If you have a mine, the cost of obtaining a kilo of gold, aluminum, cooper or whatever, they all measure the cost of obtaining a kilo of the target element.
With the machine learning projects, the situation is similar, and the definition of cost of data exploitation is something that should be defined from early in the process.
I will start with the boring answer
Define KPIs that enable you to measure the cost of exploitation
If you define the right KPIs and start measuring them you will have a lot of benefits.
First benefit: understand the cost of exploitation
So many machine learning initiatives start with money up front, and they want to see initial results. Once started when some results are obtained we all look at them with a very positive way, and we ignore the cost of obtaining the results.
Probably almost all machine learning projects start with a negative return, and soon you realize that you have too many expenses to obtain results, then everybody starts ask why the expenses are so high.
This article from McKinsey reviews the main point where they have experienced this issue. This picture is an useful snapshot:
Using data from a third party
The selection of the data providers is key. Once you have selected one, the cost of changing it is so expensive so it’s good to define during project initiation a process of defining the data needs, compare at least 3 data providers and make the selection as assertive as possible. If you are in a big organization and you know your procurement rules, use them tailoring at the right fit of your project.
Second benefit: reduce scope creep
People that are not in the day to day of a machine learning project usually do not understand the effort of data preparation, consolidation, features engineering, etc. The view is a little bit simple: all data is there and available for our imagination, we just have to use it, let’s apply some models and let’s rock it!.
Then business is starving of realizing tests, experiments and work on new ways to obtain better results from data exploitation. This makes you to work on so many directions which makes the scope creep to arise.
If you have manage a software project, you know the next step of the lifecycle: frustration of business unit because IT does not deliver.
The root of scope creep is in fact: you are trying to do so many things (there are more roots of scope creep).
In data management, you have to define a “cost label” on every step of data treatment you do, so in this way when something is requested, you can breakdown the activities, estimate in a better way and communicate to business. Define clear work breakdowns and communicate and explain to business is key to make every body aware of the efforts required to do anything.
You probably are thinking: “this is easier to say than to do“. Then you will think: “the initial estimations will be probably crap, are you going to exposure yourself giving these ballpark estimations?“
This exercise sounds ridiculous, but it helps to define the total cost of data exploitation, and create a culture of “awareness” that will help everybody engaged on the deal. This will give the project manager the ability to open threads of investigation knowing that different cost have to be taken into account without falling on a trap of “doing so many things and losing the focus“.
Other sources of scope creep:
- A member of the team wants to model and experiment what s/he has in mind, more than what it has been explored and decided by the team. Here to avoid this, you have to stablish clear mechanisms of what is going to be done and document each one of the experiments: assumptions, approach and results.
- Lack of communications between data team and applications team. Usually the machine learning results have to be shown on an application for users. When this happens, depending on the results obtained, what is shown and how it’s shown is underestimated. On this part of a project, where you have obtained some decent results and are willing to show to the world, you have to get the UX solution right. I have seen great machine learning results that are not “buy in” by an user because the representation do not engage the user. When defining a project where the results of machine learning are going to be used by end users, do not underestimate the work to be done here: engage the UX team early in the process and be sure they are on the same track. Do not accept: “We are used to handle these situations” comment, this mean they are underestimating things as: time response, complexity of screens to be shown, that they have to define different sets of screens that they never have built, etc.

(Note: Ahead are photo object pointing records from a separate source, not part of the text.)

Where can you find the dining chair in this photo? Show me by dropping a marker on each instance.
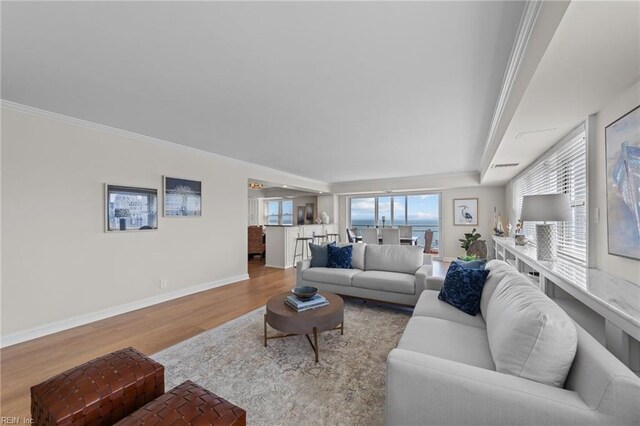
(391, 236)
(406, 231)
(351, 235)
(370, 236)
(428, 240)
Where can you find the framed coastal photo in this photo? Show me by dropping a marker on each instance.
(182, 197)
(129, 208)
(622, 153)
(465, 211)
(310, 209)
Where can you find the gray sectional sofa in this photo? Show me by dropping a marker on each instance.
(520, 361)
(390, 273)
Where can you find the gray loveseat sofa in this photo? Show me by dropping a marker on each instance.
(390, 273)
(449, 367)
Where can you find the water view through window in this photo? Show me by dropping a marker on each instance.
(420, 211)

- Not having a clear list of priorities. This is common in all projects and on machine learning projects, the exploration threads have to be prioritized and limited in amount. It’s usual to have a backlog, that the size of this backlog should be balance with project goals and project definition.
Third benefit: you can determine if the use of machine learning makes sense or not
There are so many gold mines that are closed because the cost of exploitation is higher than the obtained gold. This can happen in a machine learning project, it’s not unusual.
There could be so many reasons:
- Lack of readiness of the organization to work on a initiative like this. The maturity of the organization is key to be able to adapt to these type of projects.
- Lack of data, or few data available: it can happen that the amount of available data is not enough to obtain decent results that gives you the authority to put this technology in production to make business decisions.
- You are so matured that you already have a great solution in place. For instance, in manufacturing there are so many advances by the organizations to track and obtain benefits from data, to improve this with lower cost sometimes is not possible.
Define KPIs and measure them is boring and tedious, but it is something that will help you in so many angles of the management of an initiative like this.
Don’t worry to fail on the initial definition, set something and adapt it to the reality you face.
Keep your innovative and venture mindset while you define some ground rules that will enable communications between peers and other stakeholders.